É essa “corrupção organizada” do mercado que “aparece” como milagre do mérito de capitalistas que na verdade herdaram o privilégio e nunca correram nenhum risco. E ainda, com esse dinheiro “extra” dos tolos, compram partidos políticos que defendem seus privilégios e jornais e redes de TVs que dizem todo dia que o problema nacional é a corrupção apenas no Estado, que é, pasme-se, o único lugar onde a corrupção ainda é visível como tal e tem algum controle.
Na verdade, toda classe que monopoliza os recursos que deveriam ser para todos, tem que fazer as todas as outras de tolas e transformar o interesse mais privado no mais público. Um banqueiro não pode dizer: pessoal, eu sou mais esperto e charmoso e quero de vocês uma contribuição eterna para meu bem estar! Ninguém é tão tolo para aceitar isso. Ele tem que dizer mais ou menos assim, pessoal, o mercado não anda bem e não é ainda mais justo porque tem um pessoal no Estado que rouba muito, como se houvesse alguma forma de corrupção sistemática no Estado que não fosse estimulada pelo mercado e como se o mercado não ajudasse apenas a quem já tem dinheiro a ficar ainda mais rico. Mas a tolice das classes médias e ascendentes que compram esse discurso como se fosse seu, não explica a raiva e o ódio ao uso do Estado – ainda que parcial e inconcluso – para os interesses da maioria esquecida da população brasileira.

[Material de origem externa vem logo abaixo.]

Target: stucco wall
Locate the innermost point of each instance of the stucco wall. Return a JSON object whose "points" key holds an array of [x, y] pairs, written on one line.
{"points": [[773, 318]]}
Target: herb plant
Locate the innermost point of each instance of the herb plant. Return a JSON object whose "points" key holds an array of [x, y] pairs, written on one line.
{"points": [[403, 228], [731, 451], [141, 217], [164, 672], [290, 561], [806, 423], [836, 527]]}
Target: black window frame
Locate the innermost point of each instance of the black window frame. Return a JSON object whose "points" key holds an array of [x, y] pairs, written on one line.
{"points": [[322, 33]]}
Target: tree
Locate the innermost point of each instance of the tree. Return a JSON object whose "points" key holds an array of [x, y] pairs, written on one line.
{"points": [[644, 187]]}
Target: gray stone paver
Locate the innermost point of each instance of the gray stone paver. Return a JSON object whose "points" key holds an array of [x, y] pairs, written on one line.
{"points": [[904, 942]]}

Sem o adendo da “maldade” a tolice raivosa fica incompreensível. A raiva de quem se deixa fazer de otário pelos mais ricos só pode explicada pelas tentativas incipientes de se incluir mais gente no mercado como trabalhador e como consumidor. O Brasil de hoje ainda marginaliza 60% de sua população, mas, o Estado ousou aumentar o número de incluídos de 20% para 40%. É a raiva ancestral de uma sociedade escravocrata acostumada a um exército de servidores cordatos e humilhados que explica a tolice dos otários que compram a idéia absurda de mais mercado no pais do mercado mais injusto e concentrado do mundo. A raiva, no fundo, é contra o fato de que muitos desses esquecidos estarem agora competindo pelo espaço antes reservado à classe média, como vimos nos “rolezinhos”, nas reclamações dos aeroportos cheios e na perda dos valores de distinção com relação a “gentinha” não mais tão cordata e humilhada. Ninguém é tão otário para não perceber o óbvio, a exploração do mercado que ganha muito e dá pouco em troca, se “afetivamente” – que é onde se decide o mundo real – ele já não tiver garantido seu voto à continuação da humilhação e da desigualdade, nosso real “escândalo nacional”. É que isso garante ao otário que ele possa manter sua “distinção” e sua “distância” em relação aos esquecidos e humilhados. É isso que fez a classe média e pseudo-empresários ascendentes se tornarem “tropa de choque” de quem mais a exploram, como nas manifestações de junho passado. É também a razão de tanta tolice de quem defende hoje a cantilena absurda de “mais mercado” em um dos países mais injustos e de riqueza mais concentrada do mundo.
* Sobre o autor: Sociólogo. Atualmente professor titular de ciência política da Universidade Federal Fluminense (UFF). Autor de 23 livros, entre eles, Os batalhadores brasileiros: Nova classe média ou nova classe trabalhadora? (2012), A ralé brasileira: quem é e como vive (2009) e A Construção Social da Subcidadania (2006).